This is a response to a question I got in my Cambell review about whether the PPME is growing in relation to JF. My answer was getting so long that I thought I’d do a post. My pauline theology is getting better but some of the finer details stand to be corrected, or probably major one’s as well, so if any of you see places to correct, please do. So off we go…

The PPME is just Cambell’s terminology, but in general it is gaining more momentum. Here’s kinda the modern history… JF was one, well really the main focus of the reformation, as you know. Along with combatting other things Albert Schweitzer’s Mysticism of the Apostle Paul argued for what could be termed a ‘participationist eschatology’ in Paul (or PE). At the time of writing it didn’t make the make big inroads into scholarly opinion–as Barth, Bultmann, and K√§semann all stayed with the JF model (though eschatology became to be much more integrated).

So come along E.P. Sanders. He proposes that 1st century Judaism wasn’t really about legalism; it was also a religion of grace. Well, that causes a little problem for the JF model in the grace/law model that we have inherited from Luther. Sanders, as chose Schweitzer’s PE model as what he thinks Paul is talking about. So, along with others, Sanders helped form the basis of the ‘New Perspective on Paul’ movement (NPP). Don’t you love all the acronyms.

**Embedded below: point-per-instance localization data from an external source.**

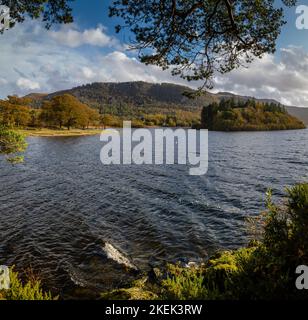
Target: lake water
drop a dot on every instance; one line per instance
(59, 208)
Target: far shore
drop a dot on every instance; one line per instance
(45, 132)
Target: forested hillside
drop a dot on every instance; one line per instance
(229, 115)
(137, 99)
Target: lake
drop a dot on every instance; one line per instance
(59, 208)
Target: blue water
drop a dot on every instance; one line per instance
(61, 205)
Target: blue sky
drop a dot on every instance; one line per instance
(34, 59)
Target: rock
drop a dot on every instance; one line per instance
(115, 255)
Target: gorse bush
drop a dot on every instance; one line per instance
(30, 290)
(12, 143)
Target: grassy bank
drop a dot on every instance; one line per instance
(45, 132)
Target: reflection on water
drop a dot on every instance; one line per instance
(61, 206)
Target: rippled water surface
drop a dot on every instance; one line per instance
(59, 208)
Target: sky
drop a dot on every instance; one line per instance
(33, 59)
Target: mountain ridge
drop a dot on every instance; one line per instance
(148, 96)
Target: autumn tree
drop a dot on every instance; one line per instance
(66, 110)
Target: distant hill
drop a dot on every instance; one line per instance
(142, 97)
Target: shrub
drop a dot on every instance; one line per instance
(31, 290)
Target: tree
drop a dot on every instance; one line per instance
(11, 142)
(52, 11)
(198, 38)
(66, 110)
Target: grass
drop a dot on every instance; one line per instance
(45, 132)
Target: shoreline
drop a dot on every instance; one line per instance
(59, 133)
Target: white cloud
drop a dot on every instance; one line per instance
(33, 59)
(285, 80)
(27, 84)
(72, 37)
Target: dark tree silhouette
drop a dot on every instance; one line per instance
(197, 38)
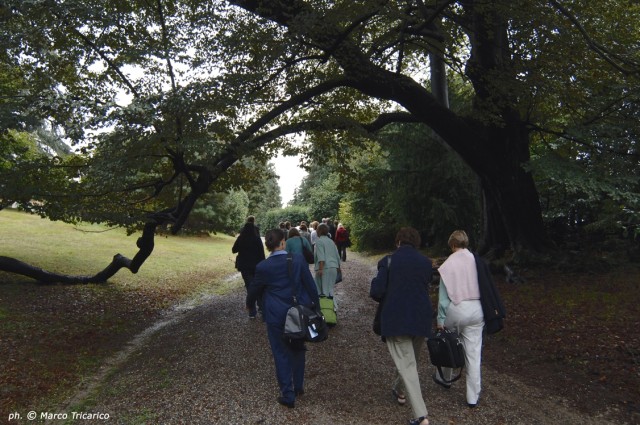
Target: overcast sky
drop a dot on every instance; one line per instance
(290, 176)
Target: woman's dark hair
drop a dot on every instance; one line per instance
(322, 229)
(273, 238)
(293, 232)
(408, 236)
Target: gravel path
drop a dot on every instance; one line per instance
(211, 365)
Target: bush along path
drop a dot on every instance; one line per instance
(212, 365)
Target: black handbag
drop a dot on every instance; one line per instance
(304, 322)
(446, 350)
(377, 319)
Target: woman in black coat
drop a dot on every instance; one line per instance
(250, 251)
(402, 285)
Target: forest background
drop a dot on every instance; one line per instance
(516, 121)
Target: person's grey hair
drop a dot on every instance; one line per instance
(459, 239)
(322, 229)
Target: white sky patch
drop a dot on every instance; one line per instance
(290, 176)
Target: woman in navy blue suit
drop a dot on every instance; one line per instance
(273, 283)
(402, 285)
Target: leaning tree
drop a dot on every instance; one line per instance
(163, 98)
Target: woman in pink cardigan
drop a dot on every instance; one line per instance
(459, 309)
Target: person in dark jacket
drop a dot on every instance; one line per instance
(250, 252)
(402, 285)
(276, 286)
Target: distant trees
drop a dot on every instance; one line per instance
(161, 100)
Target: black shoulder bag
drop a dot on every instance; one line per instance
(302, 322)
(377, 319)
(446, 350)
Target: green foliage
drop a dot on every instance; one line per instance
(219, 212)
(293, 214)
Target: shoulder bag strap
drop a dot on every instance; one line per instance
(293, 287)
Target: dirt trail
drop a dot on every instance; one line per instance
(211, 365)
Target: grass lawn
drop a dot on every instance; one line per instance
(51, 336)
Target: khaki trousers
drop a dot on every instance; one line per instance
(405, 352)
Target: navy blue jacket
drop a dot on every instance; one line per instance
(272, 281)
(407, 308)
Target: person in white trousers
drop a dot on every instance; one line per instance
(459, 309)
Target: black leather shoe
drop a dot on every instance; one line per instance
(439, 382)
(289, 404)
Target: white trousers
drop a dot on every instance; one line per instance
(467, 319)
(405, 352)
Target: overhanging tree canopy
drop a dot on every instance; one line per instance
(210, 82)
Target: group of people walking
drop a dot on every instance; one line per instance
(401, 285)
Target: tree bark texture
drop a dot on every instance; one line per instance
(496, 149)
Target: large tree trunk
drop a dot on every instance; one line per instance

The NPP movement has waned some as time passed, but it has definitely reshaped current views towards Paul’s Jew/Gentile discussions–Paul is dealing much more with promoting a gospel that unites these two groups (more of a corporate focus than the individual focus as thought before). Anyhow, N.T. Wright is a main writer in this area. Although, he may be more in the SH camp. (Somebody, help me out here that is more up on Wright.)

Campell, then, is following in this stream. Although, I’m not sure he would term himself as NPP. His goal then was to refine what Schweitzer and Sanders had promoted by adding Pneumatalogical & Martyrological to the Participationist Eschatology model, thus the PPME. I like the direction he’s going, but just didn’t think he did much to really get us there.

In fact, much of my work is to help better define Paul’s theology in this area. It’s regularly commented that there is no definitive English-language work that captures Paul’s theology in this area. Not that my thesis plans to be that, but hopefully it will move the discussion closer. Hopefully, the discussion of theosis (or union with God) will help us understand what union with Christ (read: participation in Christ) in Paul means.